• On TV.com: TOP 10 Shows CANCELED Too Soon
February 26, 2008 12:11 PM PST

Agency explores feasibility of virtual worlds as terrorist havens

by Daniel Terdiman

Over at Wired today, the eagle-eyed Ryan Singel has a story about a new U.S. government initiative intended to root out terrorists working and playing in virtual worlds.

As Singel writes, the so-called Data Mining Report (click here for PDF) from the Office of the Director of National Intelligence includes information about "Reynard," a "seedling effort to study the emerging phenomenon of social (particularly terrorist) dynamics in virtual worlds and large-scale online games and their implications for the Intelligence Community."

The Data Mining Report continues, suggesting, "The cultural and behavioral norms of virtual worlds and gaming are generally unstudied. Therefore, Reynard will seek to identify the emerging social, behavioral, and cultural norms in virtual worlds and gaming environments.
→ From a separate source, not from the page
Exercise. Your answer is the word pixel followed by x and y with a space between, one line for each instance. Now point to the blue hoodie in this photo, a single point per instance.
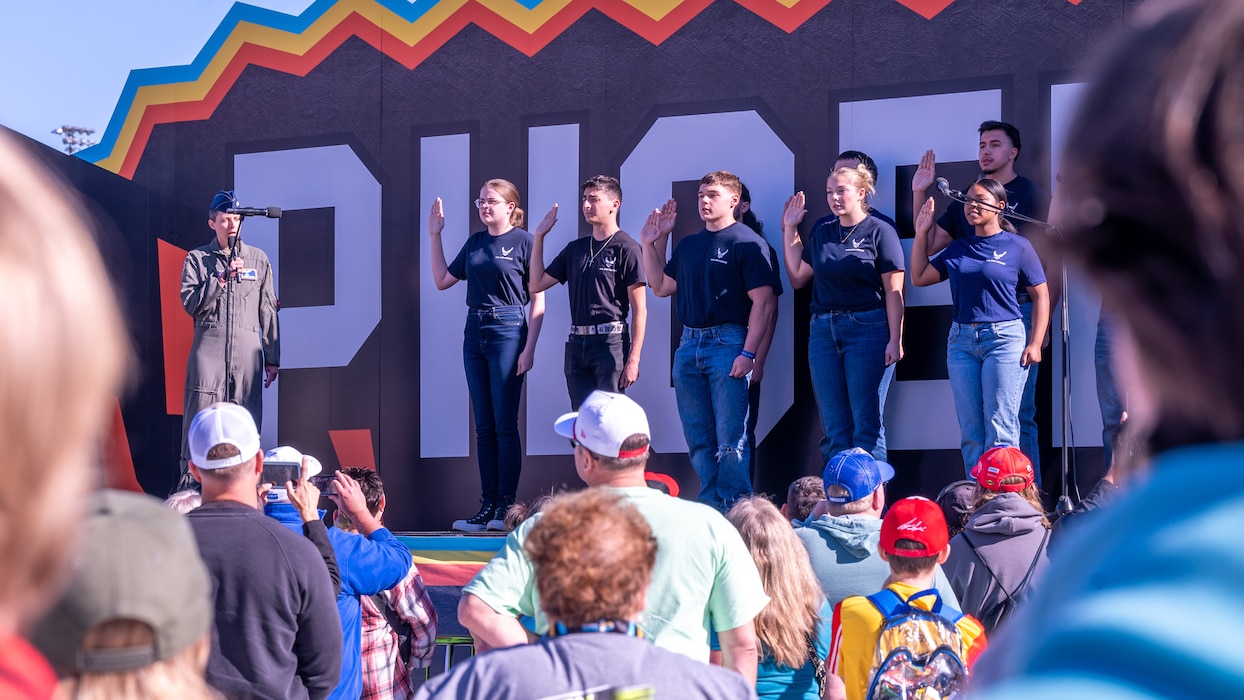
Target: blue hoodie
pixel 368 565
The project would then apply the lessons learned to determine the feasibility of automatically detecting suspicious behavior and actions in the virtual world."

This leads me to several thoughts.

First, it is by no means a new theory that terrorists either might someday use, or perhaps already are using, virtual worlds to gather, train, look for love or whatever else might occur to them. Of course, it's only a theory. No one has yet proven anything untoward is happening or will happen.

That doesn't mean it can't happen, but to date there's been no proof.

Still, the possibility is certainly there, and it can't hurt to have the government spend a little time and money investigating techniques for rooting out any potential terrorist activity in environments like World of Warcraft, Call of Duty 4, Second Life, or elsewhere.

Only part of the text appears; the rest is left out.